Throughout the universe, things are in constant flux.  Stars are formed and galaxies are consumed, and no one would ever notice if not for the many advances in astronomy.  In the early days of travel, being able to decode the stars was a necessity to get where you wanted to go.  One of the very first notable events in astronomy was the realization of the geocentric model.  This was later realized to be a flawed model, but at the time it was useful for navigation purposes.

At some point between 127-41 AD, Claudius Ptolemy made observations of the stars patterns in Alexandria of Egypt.  Being a mathematician, he was able to calculate the phases of the moon, the lengths of the seasons, and the length of the year.  However, having primitive instruments, there were some errors in his calculations.  He also based his calculations on the geocentric model with the Earth as the center of it.  He is still considered one of the first great astronomers despite these facts due to his many discoveries despite having little equipment to work with.

The second great event following Ptolemy’s calculations was Nicolaus Copernicus’ discovery (1510-1514) that the Sun was the center of our solar system and was responsible for the path the planets followed and for the season and length of the year  This became known as the heliocentric model.  This satisfied Copernicus because it fit Aristotle’s requirement of circular planetary motion and laws of inertia.  Finally the lunar cycles and changes in seasons made sense!

Galileo was the first to experiment with gravity and the acceleration of falling objects.  He proved through experiments that mass had no effect on an object’s acceleration.  He also designed and used his own telescopes, which most likely inspired Newton along with his insights into gravity’s relationship to mass.

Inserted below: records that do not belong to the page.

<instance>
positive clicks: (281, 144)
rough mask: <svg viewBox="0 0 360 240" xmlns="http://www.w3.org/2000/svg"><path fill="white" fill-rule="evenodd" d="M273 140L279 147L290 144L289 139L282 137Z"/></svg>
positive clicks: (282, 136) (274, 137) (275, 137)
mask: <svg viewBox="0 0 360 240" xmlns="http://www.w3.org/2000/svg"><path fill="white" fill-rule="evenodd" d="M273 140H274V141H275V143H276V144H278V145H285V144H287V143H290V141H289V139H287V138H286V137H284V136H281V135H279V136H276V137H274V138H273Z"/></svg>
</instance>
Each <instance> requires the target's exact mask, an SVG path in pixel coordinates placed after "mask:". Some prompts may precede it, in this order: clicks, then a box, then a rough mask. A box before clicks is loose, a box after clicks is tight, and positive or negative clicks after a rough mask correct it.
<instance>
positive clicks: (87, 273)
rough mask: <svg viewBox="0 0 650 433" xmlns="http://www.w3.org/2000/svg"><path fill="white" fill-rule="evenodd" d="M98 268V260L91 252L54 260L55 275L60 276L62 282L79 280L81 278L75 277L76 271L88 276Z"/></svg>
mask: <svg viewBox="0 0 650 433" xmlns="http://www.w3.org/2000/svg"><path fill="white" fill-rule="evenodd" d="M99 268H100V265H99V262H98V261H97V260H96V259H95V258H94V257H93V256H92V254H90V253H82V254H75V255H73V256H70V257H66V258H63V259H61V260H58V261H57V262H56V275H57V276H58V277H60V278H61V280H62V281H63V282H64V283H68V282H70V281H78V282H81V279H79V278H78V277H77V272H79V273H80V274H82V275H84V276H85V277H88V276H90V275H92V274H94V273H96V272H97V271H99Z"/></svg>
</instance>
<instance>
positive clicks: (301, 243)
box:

These facts were further confirmed by Isaac Newton in his “Principia,” published in 1687, which described the three laws of motion and universal gravity.  Newton deserves further credit for advancing astronomy by building the first practical reflecting telescope and developing a theory of colour based on how prisms deconstruct white light into separate colors.  This would be something that would later inspire Einstein as he studied the qualities of photons and their interaction with gravity.

Newton can be considered the person to tie together all the facts that were before him and make sense of them. The last great astronomical event up until these modern times would be Einstein finally proving that mass does affect light by viewing stars during solar eclipses.  There have been numerous achievements since these early times in astronomy, however none of them would have been achievable without these primitive but profound discoveries that laid the foundations.